Исходя из предложенного алгоритма, возможен эффективный анализ любых научных текстов с позиций современной культурологии. В качестве примера подобного анализа мы предлагаем обратиться к монографии С.Бенхабиб1.
Дискурс С.Бенхабиб отличает стремление придерживаться свободного от крайностей «среднего пути», которому дано глубокое теоретическое обоснование. Однако межкультурная солидарность как теоретический конструкт не может, на взгляд автора, противоречить воплощенным принципам западного либерализма, признанию прав и свобод человека в качестве высшей ценности.
Значимой проблемной зоной для данного исследовательского дискурса является институализация культур, представленная как объективный процесс, обусловленный одной из тенденций глобализации.
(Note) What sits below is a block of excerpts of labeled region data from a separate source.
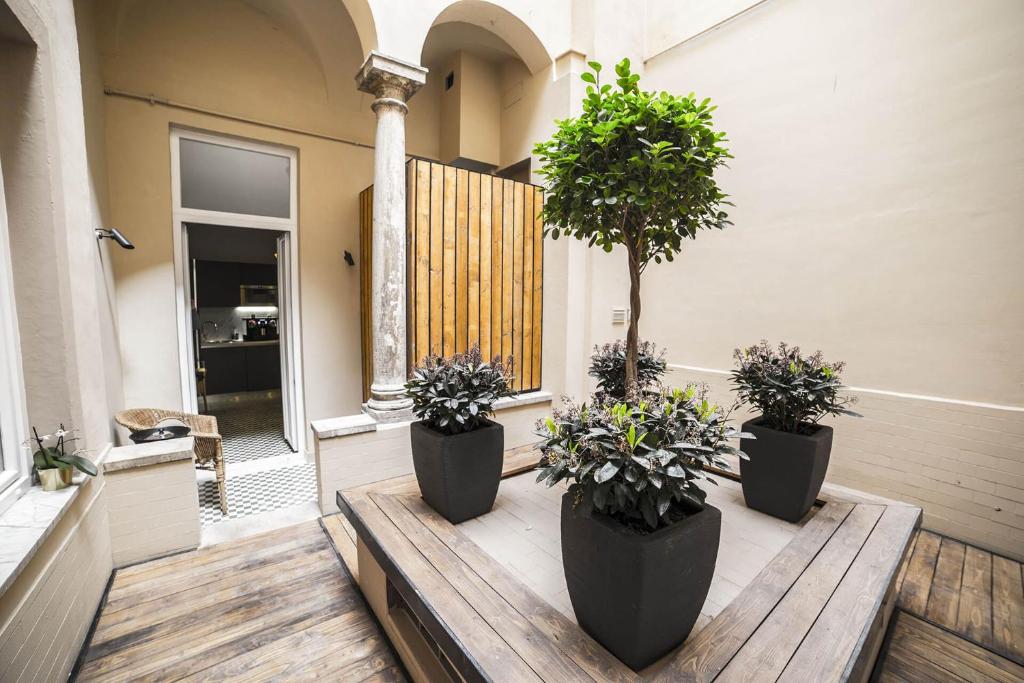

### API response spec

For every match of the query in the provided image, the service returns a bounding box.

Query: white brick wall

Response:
[670,369,1024,560]
[106,460,200,567]
[0,475,112,683]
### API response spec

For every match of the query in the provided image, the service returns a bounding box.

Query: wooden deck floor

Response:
[78,521,404,682]
[874,530,1024,683]
[338,454,921,681]
[459,472,817,636]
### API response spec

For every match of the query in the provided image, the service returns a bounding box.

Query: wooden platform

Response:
[899,530,1024,665]
[76,521,406,682]
[338,452,921,681]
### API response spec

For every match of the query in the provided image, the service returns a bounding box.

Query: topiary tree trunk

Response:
[534,59,731,393]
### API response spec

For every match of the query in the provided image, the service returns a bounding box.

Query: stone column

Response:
[355,52,427,422]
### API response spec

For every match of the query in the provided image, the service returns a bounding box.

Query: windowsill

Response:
[0,449,109,595]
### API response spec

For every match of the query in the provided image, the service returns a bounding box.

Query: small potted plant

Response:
[732,340,860,522]
[32,425,96,490]
[538,385,741,671]
[588,339,666,400]
[406,347,511,524]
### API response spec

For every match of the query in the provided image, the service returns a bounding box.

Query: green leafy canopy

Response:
[534,59,731,270]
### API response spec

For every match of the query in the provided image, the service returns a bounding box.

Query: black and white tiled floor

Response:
[199,465,316,526]
[203,395,292,463]
[198,392,316,528]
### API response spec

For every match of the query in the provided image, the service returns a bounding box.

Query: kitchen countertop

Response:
[199,339,281,351]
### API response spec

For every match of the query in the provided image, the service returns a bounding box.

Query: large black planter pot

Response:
[739,418,833,522]
[562,494,722,671]
[410,422,505,524]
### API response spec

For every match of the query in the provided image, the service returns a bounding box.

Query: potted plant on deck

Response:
[406,347,511,524]
[538,385,739,670]
[32,425,96,490]
[732,341,860,522]
[588,339,667,399]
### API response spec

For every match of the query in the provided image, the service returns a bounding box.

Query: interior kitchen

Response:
[187,224,315,536]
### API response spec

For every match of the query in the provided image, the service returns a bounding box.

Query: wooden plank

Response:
[430,164,444,355]
[644,503,854,681]
[455,168,469,353]
[441,166,458,356]
[466,173,482,348]
[925,538,965,629]
[502,179,516,376]
[992,555,1024,664]
[530,187,544,389]
[716,505,885,682]
[343,492,541,681]
[956,546,992,647]
[370,494,593,681]
[899,529,942,615]
[490,177,507,360]
[479,174,493,360]
[414,160,432,365]
[519,185,534,390]
[506,182,525,391]
[880,612,1024,683]
[778,506,921,681]
[319,514,359,582]
[396,495,637,681]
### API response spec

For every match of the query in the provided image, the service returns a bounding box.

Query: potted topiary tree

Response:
[588,339,666,399]
[732,340,860,522]
[538,385,739,670]
[406,347,511,524]
[534,59,731,390]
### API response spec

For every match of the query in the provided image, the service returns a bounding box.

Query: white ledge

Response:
[103,436,196,473]
[309,391,552,440]
[309,413,377,439]
[0,447,110,595]
[495,390,552,411]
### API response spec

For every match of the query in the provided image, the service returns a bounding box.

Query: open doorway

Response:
[184,223,298,464]
[171,129,317,544]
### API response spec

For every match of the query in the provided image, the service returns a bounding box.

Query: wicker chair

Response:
[114,408,227,515]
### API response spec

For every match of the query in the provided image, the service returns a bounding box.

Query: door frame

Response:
[170,126,306,454]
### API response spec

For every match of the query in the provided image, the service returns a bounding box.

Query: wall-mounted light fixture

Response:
[96,227,135,249]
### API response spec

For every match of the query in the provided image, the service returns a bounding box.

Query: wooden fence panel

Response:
[359,160,544,400]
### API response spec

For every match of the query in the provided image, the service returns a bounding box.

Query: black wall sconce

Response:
[96,227,135,249]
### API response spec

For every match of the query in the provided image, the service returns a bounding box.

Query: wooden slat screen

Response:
[359,159,544,396]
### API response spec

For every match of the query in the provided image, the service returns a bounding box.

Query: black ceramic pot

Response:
[739,418,833,522]
[561,494,722,671]
[410,422,505,524]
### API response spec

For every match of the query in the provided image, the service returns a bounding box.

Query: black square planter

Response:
[410,421,505,524]
[561,494,722,671]
[739,418,833,522]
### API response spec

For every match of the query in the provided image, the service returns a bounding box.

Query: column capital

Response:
[355,50,427,102]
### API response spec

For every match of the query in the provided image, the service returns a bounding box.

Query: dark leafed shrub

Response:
[406,346,512,434]
[732,340,860,433]
[538,385,744,533]
[589,339,666,398]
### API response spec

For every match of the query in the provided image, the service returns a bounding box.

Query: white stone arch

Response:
[420,0,553,74]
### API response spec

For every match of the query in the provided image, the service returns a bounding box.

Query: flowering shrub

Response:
[406,346,512,434]
[732,340,860,433]
[589,339,666,399]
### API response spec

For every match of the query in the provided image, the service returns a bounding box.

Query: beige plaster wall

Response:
[590,0,1024,557]
[98,1,380,428]
[0,0,121,681]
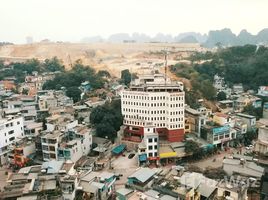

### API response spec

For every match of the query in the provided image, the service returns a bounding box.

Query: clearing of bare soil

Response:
[0,43,203,78]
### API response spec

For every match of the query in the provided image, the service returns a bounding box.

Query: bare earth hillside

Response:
[0,43,202,76]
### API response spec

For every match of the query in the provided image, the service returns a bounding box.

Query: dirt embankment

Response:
[0,43,202,76]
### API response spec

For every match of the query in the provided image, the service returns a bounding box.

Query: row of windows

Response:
[123,108,183,115]
[123,95,183,101]
[122,101,166,107]
[124,115,183,122]
[124,115,166,121]
[169,117,183,122]
[6,121,20,127]
[148,145,157,150]
[124,120,183,129]
[122,101,183,108]
[148,138,157,143]
[149,152,158,157]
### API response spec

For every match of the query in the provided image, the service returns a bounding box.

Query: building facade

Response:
[0,116,24,164]
[121,73,184,142]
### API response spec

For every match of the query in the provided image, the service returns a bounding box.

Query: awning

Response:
[160,152,178,159]
[112,144,126,154]
[93,147,107,153]
[139,154,147,162]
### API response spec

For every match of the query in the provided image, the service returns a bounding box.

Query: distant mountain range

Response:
[81,28,268,48]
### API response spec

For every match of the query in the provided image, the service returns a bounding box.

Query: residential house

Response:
[236,113,256,131]
[254,125,268,155]
[223,158,264,178]
[257,86,268,97]
[79,171,116,200]
[217,180,248,200]
[0,116,24,164]
[185,107,208,136]
[127,168,156,191]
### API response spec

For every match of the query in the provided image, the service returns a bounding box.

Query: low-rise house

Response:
[201,125,233,148]
[59,175,78,200]
[24,122,43,137]
[8,138,36,168]
[41,124,92,162]
[138,125,159,163]
[79,172,116,200]
[176,172,218,200]
[116,188,134,200]
[185,107,207,137]
[0,116,24,164]
[236,113,256,131]
[233,83,244,94]
[223,158,264,178]
[257,86,268,97]
[217,180,248,200]
[260,169,268,200]
[254,125,268,156]
[213,112,231,126]
[127,168,156,191]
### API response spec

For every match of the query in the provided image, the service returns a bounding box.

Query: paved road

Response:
[112,153,138,188]
[0,167,11,191]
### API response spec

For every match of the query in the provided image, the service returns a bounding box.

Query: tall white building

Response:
[121,72,184,142]
[0,116,24,164]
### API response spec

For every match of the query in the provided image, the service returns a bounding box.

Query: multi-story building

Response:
[185,106,208,137]
[121,73,184,142]
[201,125,236,148]
[257,86,268,97]
[254,126,268,155]
[139,125,159,163]
[41,120,92,162]
[0,116,24,164]
[237,113,256,131]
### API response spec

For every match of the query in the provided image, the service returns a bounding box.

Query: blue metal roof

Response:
[139,154,147,161]
[112,144,126,154]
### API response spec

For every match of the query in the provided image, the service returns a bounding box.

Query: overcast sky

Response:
[0,0,268,43]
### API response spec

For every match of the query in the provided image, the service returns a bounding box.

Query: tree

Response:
[43,57,64,72]
[121,69,131,85]
[66,87,81,102]
[217,91,226,101]
[185,140,199,154]
[97,70,111,78]
[90,100,123,139]
[243,104,263,120]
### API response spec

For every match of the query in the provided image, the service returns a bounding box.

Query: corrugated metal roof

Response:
[128,168,155,183]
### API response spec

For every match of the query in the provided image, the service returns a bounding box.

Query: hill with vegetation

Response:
[170,45,268,108]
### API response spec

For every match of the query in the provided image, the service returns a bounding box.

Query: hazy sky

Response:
[0,0,268,43]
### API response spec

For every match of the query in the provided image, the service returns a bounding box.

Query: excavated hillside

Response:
[0,43,202,77]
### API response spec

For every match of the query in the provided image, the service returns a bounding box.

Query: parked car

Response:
[128,153,135,159]
[246,145,253,150]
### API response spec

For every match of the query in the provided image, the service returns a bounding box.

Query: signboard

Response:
[212,125,230,135]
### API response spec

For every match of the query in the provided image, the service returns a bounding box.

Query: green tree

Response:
[185,140,199,154]
[121,69,131,85]
[90,100,123,139]
[97,70,111,78]
[217,91,226,101]
[243,104,263,120]
[66,86,81,102]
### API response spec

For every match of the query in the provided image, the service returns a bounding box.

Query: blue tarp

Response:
[139,154,147,162]
[112,144,126,155]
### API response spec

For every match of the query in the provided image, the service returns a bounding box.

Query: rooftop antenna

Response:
[164,50,167,85]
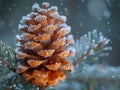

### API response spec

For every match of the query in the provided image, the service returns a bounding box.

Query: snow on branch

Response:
[73,30,112,66]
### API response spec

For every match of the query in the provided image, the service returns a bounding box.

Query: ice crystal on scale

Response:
[16,2,74,87]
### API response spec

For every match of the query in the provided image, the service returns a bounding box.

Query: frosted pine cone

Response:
[16,2,73,87]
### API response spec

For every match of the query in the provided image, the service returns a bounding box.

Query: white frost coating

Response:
[20,16,30,24]
[42,2,50,7]
[67,34,74,43]
[60,26,71,34]
[50,12,60,19]
[18,24,28,30]
[68,47,76,53]
[48,6,58,11]
[39,8,47,13]
[34,15,47,22]
[27,12,37,18]
[60,15,67,22]
[16,35,21,40]
[60,23,68,27]
[32,3,40,11]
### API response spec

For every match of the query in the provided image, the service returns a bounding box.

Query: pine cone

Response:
[16,2,73,87]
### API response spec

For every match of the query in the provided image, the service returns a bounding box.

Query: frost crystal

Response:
[42,2,50,7]
[32,3,40,11]
[18,24,28,30]
[48,6,58,11]
[60,15,67,22]
[20,16,30,24]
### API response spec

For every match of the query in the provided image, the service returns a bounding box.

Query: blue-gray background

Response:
[0,0,120,66]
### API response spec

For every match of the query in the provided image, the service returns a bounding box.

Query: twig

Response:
[0,58,16,72]
[73,41,105,66]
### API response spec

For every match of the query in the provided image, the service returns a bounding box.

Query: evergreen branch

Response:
[69,65,120,83]
[73,41,105,66]
[73,30,112,66]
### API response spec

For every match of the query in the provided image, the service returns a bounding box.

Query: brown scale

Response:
[16,2,73,87]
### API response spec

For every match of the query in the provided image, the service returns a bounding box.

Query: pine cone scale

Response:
[16,2,73,87]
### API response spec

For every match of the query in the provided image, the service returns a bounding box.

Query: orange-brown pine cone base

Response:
[16,2,73,87]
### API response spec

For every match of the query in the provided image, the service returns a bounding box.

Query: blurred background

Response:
[0,0,120,66]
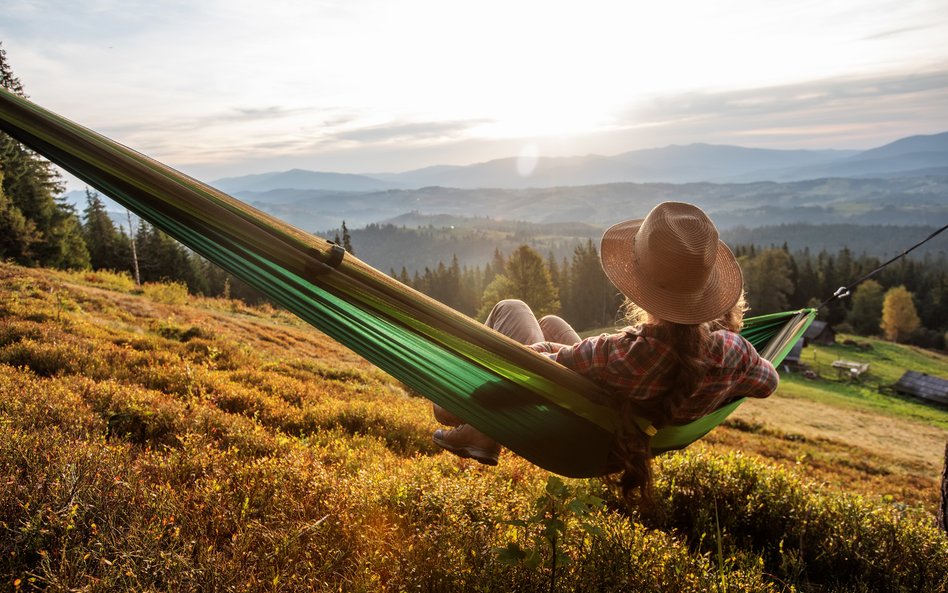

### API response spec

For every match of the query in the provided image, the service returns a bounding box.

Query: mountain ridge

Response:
[211,132,948,192]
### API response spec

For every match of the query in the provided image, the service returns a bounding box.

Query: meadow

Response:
[0,264,948,593]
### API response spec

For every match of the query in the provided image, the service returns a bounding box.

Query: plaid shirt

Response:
[531,325,778,424]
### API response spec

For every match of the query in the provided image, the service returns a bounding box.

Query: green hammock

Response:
[0,89,816,477]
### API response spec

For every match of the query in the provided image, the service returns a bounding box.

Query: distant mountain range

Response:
[211,132,948,192]
[65,133,948,270]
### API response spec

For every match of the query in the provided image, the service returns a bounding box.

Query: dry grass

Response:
[0,264,948,592]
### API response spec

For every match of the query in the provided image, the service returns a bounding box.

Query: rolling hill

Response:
[0,263,948,593]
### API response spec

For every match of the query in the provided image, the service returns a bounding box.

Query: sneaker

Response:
[431,404,464,426]
[431,424,500,465]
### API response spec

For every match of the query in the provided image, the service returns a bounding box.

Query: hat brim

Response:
[600,219,744,325]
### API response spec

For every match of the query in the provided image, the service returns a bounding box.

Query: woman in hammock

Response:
[433,202,777,503]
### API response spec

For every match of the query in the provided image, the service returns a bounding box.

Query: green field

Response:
[0,264,948,592]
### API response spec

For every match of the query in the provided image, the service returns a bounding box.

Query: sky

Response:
[0,0,948,187]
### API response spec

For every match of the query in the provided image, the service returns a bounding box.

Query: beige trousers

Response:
[484,299,580,346]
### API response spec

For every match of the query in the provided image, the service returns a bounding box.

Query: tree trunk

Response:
[938,443,948,533]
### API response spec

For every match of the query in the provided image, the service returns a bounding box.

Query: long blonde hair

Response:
[611,294,747,512]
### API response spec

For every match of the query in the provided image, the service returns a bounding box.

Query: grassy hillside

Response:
[0,264,948,592]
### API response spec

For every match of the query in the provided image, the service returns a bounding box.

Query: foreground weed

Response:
[494,476,604,591]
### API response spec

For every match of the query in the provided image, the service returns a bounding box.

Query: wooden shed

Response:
[803,321,836,346]
[895,371,948,406]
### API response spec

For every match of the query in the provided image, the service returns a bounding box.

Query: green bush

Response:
[657,448,948,592]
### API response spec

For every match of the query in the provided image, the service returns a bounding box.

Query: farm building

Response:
[895,371,948,405]
[803,321,836,346]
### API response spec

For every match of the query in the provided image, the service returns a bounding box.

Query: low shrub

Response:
[656,447,948,592]
[142,282,188,305]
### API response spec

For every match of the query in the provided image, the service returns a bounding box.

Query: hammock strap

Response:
[817,224,948,309]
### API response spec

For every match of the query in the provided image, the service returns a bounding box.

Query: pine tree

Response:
[846,279,885,336]
[82,188,131,270]
[478,245,560,317]
[0,171,40,264]
[881,286,920,342]
[342,220,355,255]
[740,249,793,315]
[0,42,89,268]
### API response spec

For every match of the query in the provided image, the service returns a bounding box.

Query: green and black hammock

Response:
[0,89,816,477]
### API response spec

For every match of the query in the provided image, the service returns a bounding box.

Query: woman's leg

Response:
[432,299,544,465]
[432,299,540,426]
[484,299,544,344]
[539,315,581,346]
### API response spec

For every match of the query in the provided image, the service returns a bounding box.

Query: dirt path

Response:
[733,395,948,475]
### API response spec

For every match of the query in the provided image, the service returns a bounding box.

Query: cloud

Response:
[334,120,485,144]
[617,69,948,148]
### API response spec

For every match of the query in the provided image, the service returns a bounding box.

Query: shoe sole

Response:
[431,436,497,465]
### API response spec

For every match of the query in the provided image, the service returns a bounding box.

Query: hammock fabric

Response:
[0,89,816,477]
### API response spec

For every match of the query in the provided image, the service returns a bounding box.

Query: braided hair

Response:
[611,295,747,512]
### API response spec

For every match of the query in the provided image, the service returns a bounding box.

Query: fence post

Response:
[938,443,948,533]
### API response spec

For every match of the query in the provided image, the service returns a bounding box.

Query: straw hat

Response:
[600,202,744,324]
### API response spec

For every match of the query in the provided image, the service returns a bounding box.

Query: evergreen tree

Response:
[0,42,89,268]
[342,220,355,255]
[0,171,40,264]
[561,239,623,331]
[82,188,131,270]
[846,279,885,336]
[740,249,793,315]
[881,286,919,342]
[479,245,560,317]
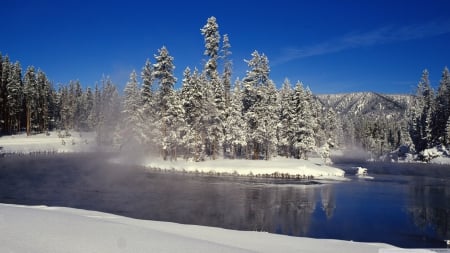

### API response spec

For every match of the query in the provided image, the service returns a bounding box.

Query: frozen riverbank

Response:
[0,204,392,253]
[0,132,344,180]
[144,157,345,180]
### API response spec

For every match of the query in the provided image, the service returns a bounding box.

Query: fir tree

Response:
[409,70,434,152]
[291,82,315,159]
[201,17,226,159]
[242,51,276,159]
[0,55,12,133]
[433,67,450,143]
[6,62,23,134]
[221,34,233,108]
[445,117,450,146]
[277,78,294,157]
[224,81,247,158]
[121,70,143,146]
[181,68,209,161]
[153,47,179,160]
[23,66,38,135]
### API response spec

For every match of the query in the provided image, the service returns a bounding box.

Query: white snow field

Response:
[144,157,346,180]
[0,132,96,154]
[0,131,345,180]
[0,204,394,253]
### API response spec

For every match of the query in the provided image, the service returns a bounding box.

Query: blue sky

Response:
[0,0,450,93]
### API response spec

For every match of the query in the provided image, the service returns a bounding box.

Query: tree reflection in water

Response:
[407,177,450,240]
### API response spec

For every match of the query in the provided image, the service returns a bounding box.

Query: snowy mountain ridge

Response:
[316,92,412,116]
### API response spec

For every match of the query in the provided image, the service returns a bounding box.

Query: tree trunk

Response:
[27,106,31,136]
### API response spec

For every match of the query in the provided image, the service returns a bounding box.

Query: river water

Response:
[0,154,450,248]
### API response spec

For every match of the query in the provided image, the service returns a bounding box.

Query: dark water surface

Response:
[0,154,450,248]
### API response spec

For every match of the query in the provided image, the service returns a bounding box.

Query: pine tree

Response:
[36,70,51,132]
[153,47,181,160]
[409,70,434,152]
[221,34,233,108]
[23,66,38,136]
[277,78,294,157]
[181,68,209,161]
[200,17,226,159]
[96,77,121,146]
[291,82,315,159]
[433,67,450,143]
[121,70,143,146]
[445,117,450,146]
[141,59,153,107]
[0,55,12,133]
[242,51,276,159]
[6,62,23,134]
[87,83,101,130]
[200,17,220,79]
[224,81,247,158]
Так в современном мире происходят широкомасштабные миграции, в результате которых в западных странах формируются мультиэтнические и мультикультурные сообщества, состоящие в основном из представителей стран третьего мира. Для характеристики этого процесса С. Бенхабиб вводит новое понятие «обратная глобализация», отражающее суть глобализации в Европе и Америке, то есть в центре глобализации2. Основу обратной глобализации составляют как группы мигрантов, так и сообщества коренного населения, некогда колонизованного; к ним можно также отнести представителей национальных автономий. Все они стремятся к поиску и продуцированию тех принципиальных отличий, которые позволяют им сохранять собственное (национальное, этническое, религиозное и пр.) своеобразие и маркировать собственную идентичность. Именно этот процесс С. Бенхабиб и называет «притязаниями культуры» в рамках обратной глобализации. Эти притязания бросают культуре доминирующего большинства радикальный вызов; причем основания этого вызова лежат не в привычной для западной цивилизации приватной сфере, а в области коллективной идентичности, то есть непохожести их культуры на культуру глобализованного большинства1.
Обращаясь к кругу понятий, которые содержатся в дискурсе С. Бенхабиб, следует прежде всего остановиться на интерпретации понятия «культура». Следует сразу отметить, что для автора не существует единого концепта «культура», а только множественный – «культуры», что приводит к мысли о множественности стратегий глобализации. «Культуры, - пишет она, - представляют собой совокупность элементов человеческой деятельности по осмыслению и репрезентации, организации и интерпретации [действительности], которая раскалывается на части конфликтующими между собой нарративами»2. Этот концепт опирается на признание значимости самого актора – действующего лица, который, во-первых, самостоятельно выбирает культурную принадлежность («если индивидуальная воля не является достаточно авторитетной основой для идентификации, то кто же тогда располагает властью приписывать личности какой-то образ и каковы теоретические основания подобной власти?» - спрашивает автор3); и, во-вторых, даже, выбрав ее, не отождествляет свое индивидуальное сознание со стандартизированными формами проявления групповой идентичности1.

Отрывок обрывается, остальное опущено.